Ramesh is known for prompting from behind when Kharge speaks in the House. In July 2024, the then Vice President and Rajya Sabha chairman Jagdeep Dhankhar had noticed this and had responded strongly. “Jairam Ramesh, you are so intelligent, gifted and talented, you should immediately come and take the (Leader of the Opposition) seat in place of Mr Kharge,” he had said. The Congress chief had hit back. “Don’t divide, still in your mind, the varna system is there. That’s why you are calling Ramesh very intelligent, and I am dull,” he had told Dhankhar, who had then regretted and said that he was misunderstood.
Meanwhile, the Congress leader Shashi Tharoor has avoided another flash point between him and the party by refusing to accept an award named after Veer Savarkar. Mr Tharoor was nominated for an award named after Veer Savarkar in what risked turning into another flashpoint, but the Thiruvananthapuram MP declined the honour, citing the lack of clarification about the nature of the award and the organization conferring it.
“I am not going,” he replied when asked about his participation, before clarifying his stand in an online post. “In the absence of clarifications about the nature of the award, the organization presenting it or any other contextual details, the question of my attending the event today or accepting the award does not arise,” Mr Tharoor said.
The Veer Savarkar International Impact Award 2025 is instituted by the NGO High Range Rural Development Society (HRDS), with Tharoor named as its inaugural recipient. The award was inaugurated by Defence Minister Rajnath Singh at NDMC Convention Hall in New Delhi on Wednesday, honouring individuals and outfits that have worked for a change in national development, social reform, and humanitarian outreach.
Tharoor said he came to know about the award from media reports on Tuesday when he was in his home state Kerala. Asked by the local media, he said he was neither aware of the award nor had accepted it. Criticising organisers for not checking with him before making it public that he is a recipient, he asserted, “It was irresponsible on the part of the organisers to announce my name without my having agreed to receive it.”
“Despite that, today in Delhi, some media outlets continue to ask the same question,” his post read, even as his party colleagues believed no Congress member would accept an award in the name of Veer Savarkar. K Muraleedharan, a Congress veteran from his home state, said receiving the award would insult and embarrass the Congress. The BJP and the extended right wing consider Vinayak Damodar ‘Veer’ Savarkar as a revolutionary icon, but the Congress questions his contribution to the freedom struggle.

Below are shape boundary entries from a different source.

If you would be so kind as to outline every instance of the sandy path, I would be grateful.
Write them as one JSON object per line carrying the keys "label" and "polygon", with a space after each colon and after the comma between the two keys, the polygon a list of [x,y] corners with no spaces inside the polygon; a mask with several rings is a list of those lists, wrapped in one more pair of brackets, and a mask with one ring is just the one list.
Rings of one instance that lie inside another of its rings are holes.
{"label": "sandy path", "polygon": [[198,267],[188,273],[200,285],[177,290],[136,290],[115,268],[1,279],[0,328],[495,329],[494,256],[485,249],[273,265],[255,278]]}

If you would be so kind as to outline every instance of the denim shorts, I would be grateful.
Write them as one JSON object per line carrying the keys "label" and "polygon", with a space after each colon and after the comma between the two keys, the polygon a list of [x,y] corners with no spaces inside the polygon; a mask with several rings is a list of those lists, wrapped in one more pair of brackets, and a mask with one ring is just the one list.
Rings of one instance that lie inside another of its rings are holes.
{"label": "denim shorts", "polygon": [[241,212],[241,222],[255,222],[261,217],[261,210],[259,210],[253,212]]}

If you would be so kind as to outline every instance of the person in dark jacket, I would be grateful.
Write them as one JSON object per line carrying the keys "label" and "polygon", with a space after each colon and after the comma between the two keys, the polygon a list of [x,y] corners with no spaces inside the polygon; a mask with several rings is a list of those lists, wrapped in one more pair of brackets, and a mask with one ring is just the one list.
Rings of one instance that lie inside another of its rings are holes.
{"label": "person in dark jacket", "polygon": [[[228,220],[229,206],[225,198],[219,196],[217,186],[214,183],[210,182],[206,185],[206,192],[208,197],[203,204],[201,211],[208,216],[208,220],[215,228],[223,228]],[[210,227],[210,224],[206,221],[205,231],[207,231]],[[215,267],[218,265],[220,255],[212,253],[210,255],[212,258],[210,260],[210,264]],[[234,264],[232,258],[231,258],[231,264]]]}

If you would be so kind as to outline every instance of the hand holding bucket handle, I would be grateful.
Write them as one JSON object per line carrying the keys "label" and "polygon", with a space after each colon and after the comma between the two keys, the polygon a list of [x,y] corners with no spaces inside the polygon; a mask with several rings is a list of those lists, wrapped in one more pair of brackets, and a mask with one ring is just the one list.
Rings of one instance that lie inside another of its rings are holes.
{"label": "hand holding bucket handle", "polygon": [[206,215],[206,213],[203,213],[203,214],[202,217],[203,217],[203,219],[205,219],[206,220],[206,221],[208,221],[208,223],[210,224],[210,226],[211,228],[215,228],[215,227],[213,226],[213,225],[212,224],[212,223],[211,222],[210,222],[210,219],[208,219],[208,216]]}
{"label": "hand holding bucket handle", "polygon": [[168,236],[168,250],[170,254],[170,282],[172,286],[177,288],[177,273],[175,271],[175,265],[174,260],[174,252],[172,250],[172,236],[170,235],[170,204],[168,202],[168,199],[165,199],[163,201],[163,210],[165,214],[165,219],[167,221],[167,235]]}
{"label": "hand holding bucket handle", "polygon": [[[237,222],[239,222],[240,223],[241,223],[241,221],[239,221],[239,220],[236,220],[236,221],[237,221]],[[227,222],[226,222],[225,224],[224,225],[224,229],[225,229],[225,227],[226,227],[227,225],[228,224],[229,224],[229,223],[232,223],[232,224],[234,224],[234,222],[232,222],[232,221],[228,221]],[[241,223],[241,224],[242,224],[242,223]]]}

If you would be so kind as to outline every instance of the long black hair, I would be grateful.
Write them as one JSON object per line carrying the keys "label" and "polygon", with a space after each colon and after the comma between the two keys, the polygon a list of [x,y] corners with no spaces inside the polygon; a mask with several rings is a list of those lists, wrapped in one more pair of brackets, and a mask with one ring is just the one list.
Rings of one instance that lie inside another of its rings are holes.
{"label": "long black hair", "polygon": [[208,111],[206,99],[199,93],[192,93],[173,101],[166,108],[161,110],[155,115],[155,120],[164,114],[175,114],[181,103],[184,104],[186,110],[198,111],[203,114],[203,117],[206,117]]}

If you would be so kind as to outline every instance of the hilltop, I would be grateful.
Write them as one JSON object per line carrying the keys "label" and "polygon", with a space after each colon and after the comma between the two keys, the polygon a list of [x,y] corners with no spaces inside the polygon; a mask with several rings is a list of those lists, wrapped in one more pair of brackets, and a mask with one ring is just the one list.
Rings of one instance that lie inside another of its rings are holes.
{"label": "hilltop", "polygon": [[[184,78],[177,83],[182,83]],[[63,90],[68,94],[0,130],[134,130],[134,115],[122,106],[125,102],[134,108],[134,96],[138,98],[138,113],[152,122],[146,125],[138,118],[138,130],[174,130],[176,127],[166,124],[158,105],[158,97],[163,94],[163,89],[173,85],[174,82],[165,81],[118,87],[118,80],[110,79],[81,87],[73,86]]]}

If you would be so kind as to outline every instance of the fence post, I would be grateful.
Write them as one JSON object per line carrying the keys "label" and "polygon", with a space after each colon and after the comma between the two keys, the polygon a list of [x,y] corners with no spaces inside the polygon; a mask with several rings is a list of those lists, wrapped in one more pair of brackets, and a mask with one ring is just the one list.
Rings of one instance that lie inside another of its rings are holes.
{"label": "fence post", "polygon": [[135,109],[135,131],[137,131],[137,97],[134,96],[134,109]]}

While Tharoor did not comment on Savarkar’s persona, his refusal to accept an honour named after him perhaps reflects the red line that he wouldn’t cross yet despite his differences with the workings of the Congress. Tharoor had recently been in the news over his remarks seen as critical of the Congress but remains a member of the grand old party and has also clearly indicated he has no plans to quit the party on his own.